I am not going to go into much detail on the retained earnings of either AT&T or Verizon, because the balance sheets are using values based off of the reported earnings instead of the non-GAAP earnings that represent a more accurate reflection of the operations of the two companies. However, if you do decide to calculate retained earnings growth based on reported earnings, then you will see that AT&T grew retained earnings from $21.9B in 2009 to $22.5B in 2012, a cumulative rise of just 3%. Meanwhile, Verizon's retained earnings shrank from $7.26B in 2009 to a deficit of $3.73B in 2012. However, I would not make an investment decision based on these retained earnings figures.
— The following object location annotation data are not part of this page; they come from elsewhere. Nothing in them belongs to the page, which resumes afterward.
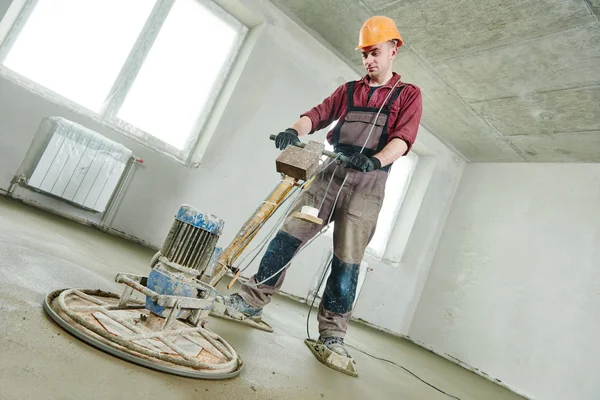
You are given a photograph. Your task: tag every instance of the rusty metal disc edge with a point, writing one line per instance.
(126, 356)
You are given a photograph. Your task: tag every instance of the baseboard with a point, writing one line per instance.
(83, 221)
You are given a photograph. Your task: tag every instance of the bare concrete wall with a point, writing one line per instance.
(287, 72)
(513, 289)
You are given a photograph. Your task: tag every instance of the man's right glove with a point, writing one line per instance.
(286, 138)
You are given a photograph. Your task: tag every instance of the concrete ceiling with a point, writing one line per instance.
(509, 81)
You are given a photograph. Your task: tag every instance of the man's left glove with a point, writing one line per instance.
(360, 162)
(286, 138)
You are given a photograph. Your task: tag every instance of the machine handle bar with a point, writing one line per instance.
(327, 153)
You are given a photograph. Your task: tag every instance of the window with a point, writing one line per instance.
(395, 191)
(150, 68)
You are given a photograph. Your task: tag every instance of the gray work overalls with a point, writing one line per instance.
(355, 216)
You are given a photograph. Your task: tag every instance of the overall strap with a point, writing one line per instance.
(350, 95)
(384, 135)
(393, 97)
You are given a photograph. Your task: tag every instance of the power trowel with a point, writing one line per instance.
(159, 321)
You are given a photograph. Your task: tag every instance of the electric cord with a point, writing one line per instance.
(312, 304)
(281, 220)
(336, 198)
(326, 227)
(404, 369)
(329, 262)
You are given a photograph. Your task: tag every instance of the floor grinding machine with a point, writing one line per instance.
(159, 321)
(165, 329)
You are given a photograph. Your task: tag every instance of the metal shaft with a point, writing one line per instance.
(327, 153)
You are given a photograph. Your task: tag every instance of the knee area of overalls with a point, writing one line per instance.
(280, 251)
(341, 286)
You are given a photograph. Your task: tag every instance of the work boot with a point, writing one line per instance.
(236, 302)
(335, 344)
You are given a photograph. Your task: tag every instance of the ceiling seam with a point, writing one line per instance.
(589, 7)
(596, 22)
(557, 133)
(510, 144)
(537, 92)
(451, 89)
(423, 123)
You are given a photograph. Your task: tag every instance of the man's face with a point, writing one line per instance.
(378, 59)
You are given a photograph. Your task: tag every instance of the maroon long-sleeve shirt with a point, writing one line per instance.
(405, 113)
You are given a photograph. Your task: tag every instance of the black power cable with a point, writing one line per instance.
(360, 350)
(405, 369)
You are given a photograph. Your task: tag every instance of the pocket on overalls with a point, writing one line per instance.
(365, 206)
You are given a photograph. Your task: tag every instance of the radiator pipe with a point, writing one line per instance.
(17, 180)
(116, 197)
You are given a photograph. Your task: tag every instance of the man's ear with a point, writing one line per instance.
(394, 50)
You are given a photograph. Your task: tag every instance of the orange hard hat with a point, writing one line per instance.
(378, 30)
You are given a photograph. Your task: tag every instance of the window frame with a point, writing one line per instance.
(107, 116)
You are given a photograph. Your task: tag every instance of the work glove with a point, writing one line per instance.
(286, 138)
(360, 162)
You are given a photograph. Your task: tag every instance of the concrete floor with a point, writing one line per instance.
(42, 252)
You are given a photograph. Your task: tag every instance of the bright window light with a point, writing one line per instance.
(177, 78)
(77, 48)
(150, 69)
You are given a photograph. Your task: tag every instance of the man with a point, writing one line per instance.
(378, 121)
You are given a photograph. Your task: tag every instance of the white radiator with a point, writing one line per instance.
(78, 164)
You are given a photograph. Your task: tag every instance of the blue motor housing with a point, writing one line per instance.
(189, 252)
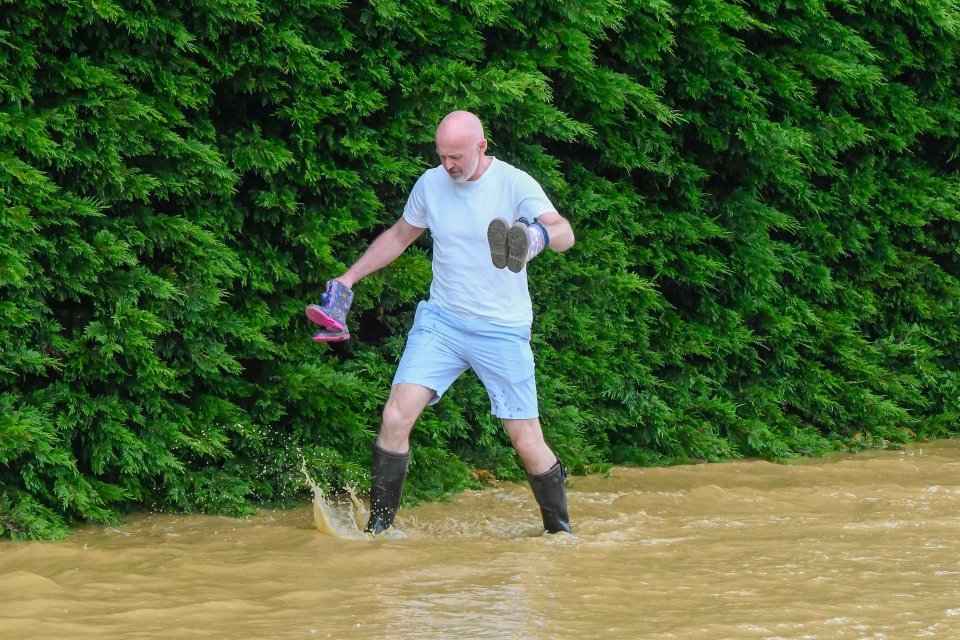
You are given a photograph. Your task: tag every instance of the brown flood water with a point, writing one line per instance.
(854, 546)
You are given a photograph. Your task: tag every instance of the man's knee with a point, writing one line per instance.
(404, 406)
(525, 435)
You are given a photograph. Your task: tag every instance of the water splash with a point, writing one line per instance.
(328, 520)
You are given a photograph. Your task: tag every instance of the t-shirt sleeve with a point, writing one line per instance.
(415, 211)
(532, 200)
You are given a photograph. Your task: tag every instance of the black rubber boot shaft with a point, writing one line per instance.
(551, 494)
(388, 471)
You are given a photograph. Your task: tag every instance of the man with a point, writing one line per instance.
(478, 315)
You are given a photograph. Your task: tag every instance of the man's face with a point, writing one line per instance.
(460, 160)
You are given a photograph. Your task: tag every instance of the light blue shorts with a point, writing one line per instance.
(443, 345)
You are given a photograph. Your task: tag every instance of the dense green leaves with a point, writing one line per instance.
(765, 194)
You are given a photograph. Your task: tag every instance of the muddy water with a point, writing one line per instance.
(861, 546)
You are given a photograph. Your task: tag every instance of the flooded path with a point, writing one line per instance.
(854, 546)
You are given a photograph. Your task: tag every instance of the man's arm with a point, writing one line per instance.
(385, 249)
(558, 229)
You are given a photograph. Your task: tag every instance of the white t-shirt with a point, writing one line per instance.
(465, 281)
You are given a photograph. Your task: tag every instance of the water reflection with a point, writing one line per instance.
(862, 546)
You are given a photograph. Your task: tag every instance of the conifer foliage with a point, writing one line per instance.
(765, 194)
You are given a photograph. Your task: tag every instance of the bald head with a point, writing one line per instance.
(461, 146)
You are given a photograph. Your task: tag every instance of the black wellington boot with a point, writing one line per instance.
(551, 495)
(388, 472)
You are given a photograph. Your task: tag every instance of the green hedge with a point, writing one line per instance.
(765, 195)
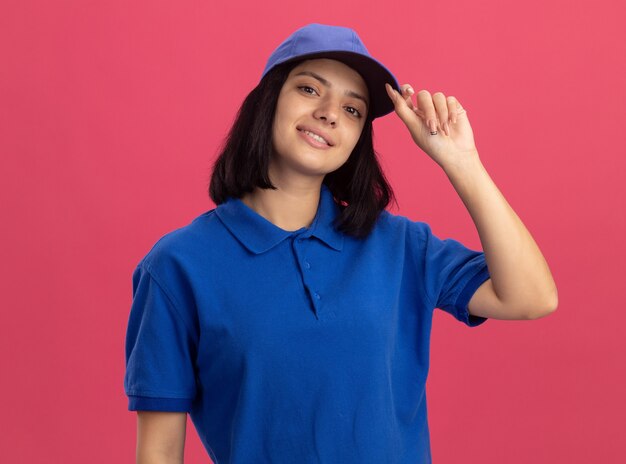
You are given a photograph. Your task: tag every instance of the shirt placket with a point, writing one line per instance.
(306, 267)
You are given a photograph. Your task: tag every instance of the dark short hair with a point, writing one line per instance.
(359, 186)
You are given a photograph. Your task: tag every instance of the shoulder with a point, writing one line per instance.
(180, 247)
(396, 224)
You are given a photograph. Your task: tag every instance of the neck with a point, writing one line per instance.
(289, 207)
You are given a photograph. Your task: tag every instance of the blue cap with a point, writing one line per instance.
(342, 44)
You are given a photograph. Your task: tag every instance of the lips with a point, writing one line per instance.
(317, 132)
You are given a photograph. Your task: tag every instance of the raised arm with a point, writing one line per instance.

After reviewing the balance sheets of both AT&T and Verizon, we see that both of these companies have several things in common. Some of these include a small cash position relative to their market capitalizations, less than desirable current ratios, high amounts of long-term debt, and debt-to-equity ratios that are more than desirable.
However, you must also take into account that these two companies are the leaders in their industry, which isn't going away any time soon. Their dominant positions are cemented in a large part by their huge asset totals of well over $200B, making it hard for anyone, including Sprint (S), to knock them off the top. AT&T has returned value to shareholders with over $12B in repurchased stock, and a hefty dividend that is well supported by its free cash flow of almost $20B. Verizon's generous dividend is supported by its free cash flow as well. And, no matter how bad the economy gets, people are not going to shut off their cell phones, making both of these companies relatively defensive investments going forward.
So, while I am concerned about the high amounts of debt shown on the balance sheets of both AT&T and Verizon, I would not let this information alone deter me from continuing my research into whether or not these two companies make for good investments.